Never Forget September 11th, 2001
By Col. Fredrick R. Miclon, 103rd Airlift Wing
/ Published October 07, 2008
ENFIELD, Conn. -- September 11th is a day of remembrance. It has been seven years since the lives of so many innocent people were taken from us in a shockingly horrific attack on our homeland - the first attack on United States soil since WWII.
That day, Police, Fire and EMS personnel found themselves on the front lines in what would become today's war on terror - a war without borders.
We honor the heroism of many great Americans on that day and many memorials are dedicated in fitting tribute to those whose lives were taken and for those who fought and sometimes perished to rescue the many innocent victims of an unprovoked attack on our nation.
In our long history we have seen many great sacrifices by our nation. We mark the passing of those events with special days - Memorial Day to remember those who fought and died for our freedom in past wars; Veteran's Day to honors all veterans - living and deceased - who have served their country; Independence Day to celebrate the hard-fought birth of our nation and a new-found freedom and liberty.
Now, among these most significant days in the history of our nation is Patriot Day, observed on September 11th, a day we must also never forget, for that day the world changed forever.
Shortly afterwards, the United States launched a war on terror, and the defense of our homeland became a top priority for our nation's security. Regardless of the outcome of the war in Iraq and Afghanistan, even if we were to pull troops out now in victory, we can never go back to a world we had on September 10, 2001. We will always need to remain vigilant against an enemy attack and continue to defend democracy and freedom around the world in order to preserve our freedom and ensure basic human rights as we in America have enjoyed for over 230 years.
As long as we are a strong nation, we will maintain a democracy that allows for the freedoms established in our Constitution, but as long as we have these freedoms that noble American patriots have fought for, we will have enemies that want us to fall; that will attack us in any way they can - like they did on September 11, 2001.
Truth is, September 11th was not the beginning of a campaign of terror against our nation. Enemies of the United States declared war against us long ago. Since 1979, these enemies have killed almost 4,000 Americans in steadily worsening attacks that now include attacks against the homeland.

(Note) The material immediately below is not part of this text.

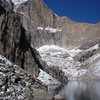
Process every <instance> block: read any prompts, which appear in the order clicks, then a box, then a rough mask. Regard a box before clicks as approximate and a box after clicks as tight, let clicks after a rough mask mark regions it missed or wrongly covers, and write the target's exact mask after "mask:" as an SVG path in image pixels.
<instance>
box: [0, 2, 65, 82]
mask: <svg viewBox="0 0 100 100" xmlns="http://www.w3.org/2000/svg"><path fill="white" fill-rule="evenodd" d="M9 3H10V4H9ZM7 4H8V5H7ZM9 5H10V6H9ZM0 9H1V13H0V26H1V27H0V38H1V39H0V45H1V47H0V53H1V54H2V55H4V56H5V57H7V58H8V59H9V60H11V61H12V62H13V63H16V64H17V65H19V66H20V67H21V68H23V69H25V70H26V71H27V73H29V74H31V75H32V76H33V77H34V78H37V77H38V74H39V68H41V69H43V70H45V71H46V72H47V73H49V74H50V75H52V76H53V77H54V76H55V77H56V78H57V79H58V80H59V81H62V82H65V81H67V77H66V76H64V75H63V72H62V71H60V70H59V69H58V70H57V71H56V70H55V69H52V68H49V67H48V65H47V64H46V63H45V62H43V61H42V60H41V57H40V55H39V53H38V52H37V50H36V49H34V45H33V41H34V39H33V38H32V36H33V35H32V34H31V33H30V31H29V30H27V28H26V27H25V25H28V23H29V24H31V22H30V20H29V19H26V21H29V22H28V23H26V24H24V23H23V21H22V23H21V20H22V17H23V16H21V15H20V14H19V13H17V12H14V11H13V4H12V3H11V2H8V3H7V2H6V1H5V2H4V1H1V3H0ZM24 17H25V16H24ZM24 17H23V18H24ZM34 32H36V30H34ZM33 34H34V33H33ZM56 74H58V75H57V76H56ZM62 76H64V77H63V78H62Z"/></svg>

We, as a nation, cannot turn our backs to this ever-growing threat. If we fail to confront and fight our enemies, it is the first day we begin to lose our freedom. We can bring our troops home and 'end the war', however, in the minds of our enemies, the war will not be over until they have defeated democracy, regardless of where that war is being waged - Afghanistan, Iraq, Iran, or right here where we live. I personally would rather fight them in their backyards than on the streets of our nation.
I hope none of us will ever forget how different September 12, 2001 was from September 10, 2001. We need to remember how life was before 9-11 - but we can never forget nor let our guard down to allow anyone to repeat such an attack on our United States.
We need to remember; it allows us to honor our loss and remember the heroes, - but as important, it also reminds us how fragile security can be and how we must stand strong, because freedom is worth the price.